Wayback Machine

On a future Agenda Page, I will include a link to a published psychological study about the unintended consequences of incentives that I called “10 Shekels for Lateness.”

Several months after my posting, I tested that link for re-use in the following semester and got the dreaded “404 Message” that indicated a stale link that no longer directed me to the material I sought.

My first reaction was to search the archives of the site that posted the original article, US San Diego Rady School of Management. But that ended in a dead-end also.

Enter: The Wayback Machine

The internet has a long memory, and most things that have been posted once somewhere have also been preserved somewhere before they’ve been taken down. The Wayback Machine can help you locate those pages that still exist, but not at their original locations.

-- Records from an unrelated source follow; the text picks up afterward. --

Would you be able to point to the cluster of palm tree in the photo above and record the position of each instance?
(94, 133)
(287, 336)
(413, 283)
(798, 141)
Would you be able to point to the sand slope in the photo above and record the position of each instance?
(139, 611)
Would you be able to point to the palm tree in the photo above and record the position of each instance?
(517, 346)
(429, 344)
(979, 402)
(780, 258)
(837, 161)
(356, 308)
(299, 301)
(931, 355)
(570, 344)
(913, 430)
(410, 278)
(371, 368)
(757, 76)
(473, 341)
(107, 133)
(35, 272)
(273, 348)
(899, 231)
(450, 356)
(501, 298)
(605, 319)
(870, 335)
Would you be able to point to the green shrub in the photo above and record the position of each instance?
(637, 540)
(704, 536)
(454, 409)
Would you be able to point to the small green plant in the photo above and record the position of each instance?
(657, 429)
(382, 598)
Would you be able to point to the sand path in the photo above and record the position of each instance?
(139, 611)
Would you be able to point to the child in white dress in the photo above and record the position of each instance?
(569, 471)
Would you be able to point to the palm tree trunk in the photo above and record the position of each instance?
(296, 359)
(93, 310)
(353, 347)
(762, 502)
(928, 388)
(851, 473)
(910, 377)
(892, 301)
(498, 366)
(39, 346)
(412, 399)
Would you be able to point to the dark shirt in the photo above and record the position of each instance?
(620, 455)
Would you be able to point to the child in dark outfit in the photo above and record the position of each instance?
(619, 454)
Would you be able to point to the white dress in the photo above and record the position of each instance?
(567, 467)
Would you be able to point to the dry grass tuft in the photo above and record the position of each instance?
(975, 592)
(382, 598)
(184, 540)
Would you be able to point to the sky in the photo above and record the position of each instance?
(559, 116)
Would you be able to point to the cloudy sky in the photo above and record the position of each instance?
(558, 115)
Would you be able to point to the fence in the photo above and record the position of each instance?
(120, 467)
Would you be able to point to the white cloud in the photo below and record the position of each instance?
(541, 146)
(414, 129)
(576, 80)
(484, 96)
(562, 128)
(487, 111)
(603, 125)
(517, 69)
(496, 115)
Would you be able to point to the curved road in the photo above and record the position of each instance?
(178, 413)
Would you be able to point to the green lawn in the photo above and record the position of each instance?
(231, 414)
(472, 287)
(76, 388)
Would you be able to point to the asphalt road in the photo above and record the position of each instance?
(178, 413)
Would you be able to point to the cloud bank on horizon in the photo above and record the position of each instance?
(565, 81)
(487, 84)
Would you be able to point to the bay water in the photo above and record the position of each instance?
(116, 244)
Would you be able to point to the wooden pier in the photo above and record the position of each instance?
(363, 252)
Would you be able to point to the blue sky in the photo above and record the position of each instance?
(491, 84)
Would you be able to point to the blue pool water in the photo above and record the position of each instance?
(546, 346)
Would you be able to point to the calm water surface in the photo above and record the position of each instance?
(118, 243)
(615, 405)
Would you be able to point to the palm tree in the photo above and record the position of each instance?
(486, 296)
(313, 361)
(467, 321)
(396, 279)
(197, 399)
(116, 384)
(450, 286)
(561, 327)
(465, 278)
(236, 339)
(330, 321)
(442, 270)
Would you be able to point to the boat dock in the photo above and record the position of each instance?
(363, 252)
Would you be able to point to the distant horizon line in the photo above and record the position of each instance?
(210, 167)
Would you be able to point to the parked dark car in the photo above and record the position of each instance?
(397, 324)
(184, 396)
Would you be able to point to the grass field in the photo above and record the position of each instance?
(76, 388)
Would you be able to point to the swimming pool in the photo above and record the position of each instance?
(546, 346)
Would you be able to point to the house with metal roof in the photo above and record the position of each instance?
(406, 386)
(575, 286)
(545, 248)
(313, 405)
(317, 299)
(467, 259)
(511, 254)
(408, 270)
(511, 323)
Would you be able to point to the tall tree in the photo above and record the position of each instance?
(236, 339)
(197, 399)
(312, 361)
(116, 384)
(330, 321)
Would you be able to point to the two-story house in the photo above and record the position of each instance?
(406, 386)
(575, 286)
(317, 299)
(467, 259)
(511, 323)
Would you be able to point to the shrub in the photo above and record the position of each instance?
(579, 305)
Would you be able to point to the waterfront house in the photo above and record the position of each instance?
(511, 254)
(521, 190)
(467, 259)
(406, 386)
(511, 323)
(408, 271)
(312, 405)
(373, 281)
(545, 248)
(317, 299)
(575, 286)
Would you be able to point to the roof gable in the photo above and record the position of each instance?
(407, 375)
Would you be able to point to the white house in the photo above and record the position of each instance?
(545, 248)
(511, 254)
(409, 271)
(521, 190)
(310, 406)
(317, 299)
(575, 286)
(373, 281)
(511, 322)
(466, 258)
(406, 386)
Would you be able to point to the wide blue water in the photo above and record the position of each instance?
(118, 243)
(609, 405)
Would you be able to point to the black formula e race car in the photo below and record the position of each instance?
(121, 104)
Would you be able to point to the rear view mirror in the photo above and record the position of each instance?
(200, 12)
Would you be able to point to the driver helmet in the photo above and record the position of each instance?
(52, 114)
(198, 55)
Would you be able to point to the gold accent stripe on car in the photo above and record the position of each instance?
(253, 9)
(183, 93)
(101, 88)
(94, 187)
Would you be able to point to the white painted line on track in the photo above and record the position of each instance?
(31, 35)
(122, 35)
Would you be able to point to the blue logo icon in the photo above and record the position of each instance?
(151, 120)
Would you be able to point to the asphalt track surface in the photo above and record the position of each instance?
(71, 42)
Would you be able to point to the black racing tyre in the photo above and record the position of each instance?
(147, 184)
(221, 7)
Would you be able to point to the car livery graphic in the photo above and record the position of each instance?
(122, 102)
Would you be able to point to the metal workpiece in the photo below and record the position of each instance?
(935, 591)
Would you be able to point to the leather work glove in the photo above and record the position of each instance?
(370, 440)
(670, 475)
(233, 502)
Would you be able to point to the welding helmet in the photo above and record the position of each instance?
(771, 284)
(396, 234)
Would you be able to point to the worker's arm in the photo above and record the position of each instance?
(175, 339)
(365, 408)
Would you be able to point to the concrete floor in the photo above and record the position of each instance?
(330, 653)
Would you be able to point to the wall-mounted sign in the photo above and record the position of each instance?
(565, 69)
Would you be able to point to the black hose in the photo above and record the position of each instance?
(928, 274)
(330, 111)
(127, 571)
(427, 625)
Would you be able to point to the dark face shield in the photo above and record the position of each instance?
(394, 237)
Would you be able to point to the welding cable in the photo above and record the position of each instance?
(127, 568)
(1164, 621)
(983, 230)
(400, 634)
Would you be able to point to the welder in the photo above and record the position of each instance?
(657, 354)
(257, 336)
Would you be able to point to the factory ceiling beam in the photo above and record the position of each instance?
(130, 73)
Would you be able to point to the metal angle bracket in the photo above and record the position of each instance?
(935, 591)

  1. I had built a link to the page, so I had an old url to use:
  2. https://rady.ucsd.edu/faculty/directory/gneezy/pub/docs/jep_published.pdf
  3. That link no longer led to the material I sought, so:
  4. I took that link to the Wayback Machine and:

WAYBACK showed me a calendar going back 18 years to the original post and highlighted the dates the material had been saved to new pages. Each date was linked to a new location the material had been saved.

I clicked on a date in April 2022.

And that directed me to an archived page that contained the original material I sought BECAUSE SOMEBODY BEFORE ME HAD SEARCHED THE SAME MATERIAL AND REPOSTED IT.

Good for Research; Not so Good for your Reputation

The internet keeps stuff. Keep this in mind before you post that picture of you and your dog taking a bath together.